Southwest California 2009 Housing Recap

Published: February 1, 2010

Welcome to the Realtor Report for January 2010. The attached charts summarize Southwest California housing activity for the year just past and provide some perspective on where we’ve been and where we are today. It’s going to take somebody far sharper than me to figure out where we’re going.

The first chart is always interesting in that it gives us a six year window on the market. One of the first thing you’ll notice is that sales were off 2008 levels – about 20% in Temecula, Murrieta and Lake Elsinore, 40% in Wildomar and Menifee and just 7% in Canyon Lake. However, when you drop down to the Demand Chart you’ll note that we’re still selling 70% of the properties that come on the market and our inventory is still minimal.

What that suggests to me is that even though sales were off, it was primarily a factor of product availability, not a decline in demand. 2008 was a record sales year in most of our cities and that absorbed much of the available housing stock dropping inventory levels from 20-22 months in December 2007 to 2 months or less in December 2009.  A ‘healthy’ market inventory is considered to be 5 – 6 months.

After bottoming out in Oct-Nov 2007, sales have generally posted a gradual increase proscribing a shallow ‘smiley face’ trend line – again with sales volume only constrained by available product. (6 Year Sales Graph)

Another thing to note in our sales  – you’ve all heard recent reports trumpeting housing sales off by 40% or more nationwide in December, the biggest monthly drop since Lincoln was a lad. But not in Southwest County. Our unit sales were actually UP December over November by an average of 25%. 12% in Temecula, 17% in Murrieta, 36% to 40% in Wildomar, Lake Elsinore & Canyon Lake and 5% in Menifee. (24 Month Sales Graph)

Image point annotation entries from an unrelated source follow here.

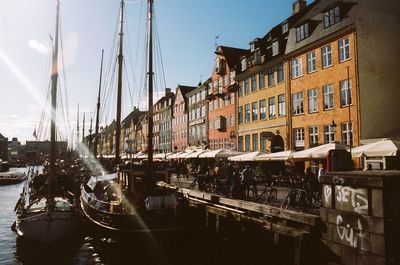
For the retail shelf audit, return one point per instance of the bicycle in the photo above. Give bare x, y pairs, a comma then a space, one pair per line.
269, 194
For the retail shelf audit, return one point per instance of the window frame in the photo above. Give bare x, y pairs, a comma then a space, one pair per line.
326, 56
297, 67
328, 97
311, 62
312, 97
297, 100
344, 50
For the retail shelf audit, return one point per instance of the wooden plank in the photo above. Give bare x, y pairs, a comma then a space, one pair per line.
304, 218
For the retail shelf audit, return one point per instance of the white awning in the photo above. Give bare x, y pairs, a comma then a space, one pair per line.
247, 156
385, 147
318, 152
278, 156
220, 153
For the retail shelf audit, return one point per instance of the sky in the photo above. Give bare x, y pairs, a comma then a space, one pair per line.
186, 38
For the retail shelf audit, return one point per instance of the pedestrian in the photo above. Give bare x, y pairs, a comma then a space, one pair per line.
321, 171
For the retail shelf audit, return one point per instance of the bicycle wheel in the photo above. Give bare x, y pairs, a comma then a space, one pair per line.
286, 202
273, 196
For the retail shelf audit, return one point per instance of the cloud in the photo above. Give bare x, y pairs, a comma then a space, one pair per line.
36, 45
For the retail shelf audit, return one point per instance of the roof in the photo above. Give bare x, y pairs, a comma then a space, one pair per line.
2, 137
134, 116
315, 16
232, 55
185, 89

The Median Price of homes in the region continued to decline year-over-year in 2009 – down 15%, on average, from 2008. That ranged from dips of 22% and 24% in Menifee and Wildomar, to 14% in Temecula, 11% in Murrieta and just 2% in Lake Elsinore. That brought our peak-to-trough median price down 66% in Lake Elsinore, 58% in Canyon Lake, 52% in Menifee & Wildomar, 49% in Murrieta and 45% in Temecula.  (24 Month Median Price Graph)

Ready for some good news? I mentioned peak-to-trough pricing in that previous paragraph because it appears – appears – that our prices may have bottomed out, or be very close to it. Looking at quarter-to-quarter run rates, we have showed 1st to 4th quarter declines every year since 2006. In 2009, 1st to 4th quarter showed nearly a 5% increase in Temecula, 4% in Murrieta, 24% in Canyon Lake and drops of just 1% in Lake Elsinore & Wildomar and 6% in Menifee for a region-wide median price increase of 4%. If we can just keep that up for the next 10 years we’ll be back to where we started.

The last maps show the current status of pre-foreclosure and bank-owned properties in the region. These numbers could change, perhaps dramatically, during the next 60 days. Banks typically hold off foreclosure activities during the holiday season plus some moratoria and loan-mod efforts are scheduled to expire in the first quarter, so the number of notices of default (pre-foreclosure) could increase significantly.

Similarly, there has been a lag between NOD’s filed and actual trustee sales to the banks. As banks get more aggressive about clearing their books of non-performing assets, we may see the banks taking more properties back followed by an increase in releases to the re-sale market – as has long been rumored. Given our current lack of inventory, the extension of the First Time Homebuyer credit, continuing strong demand and historically low interest rates, this could only be good news for our Valley. Of course that’s just my opinion – I could be wrong. (ForeclosureRadar Maps).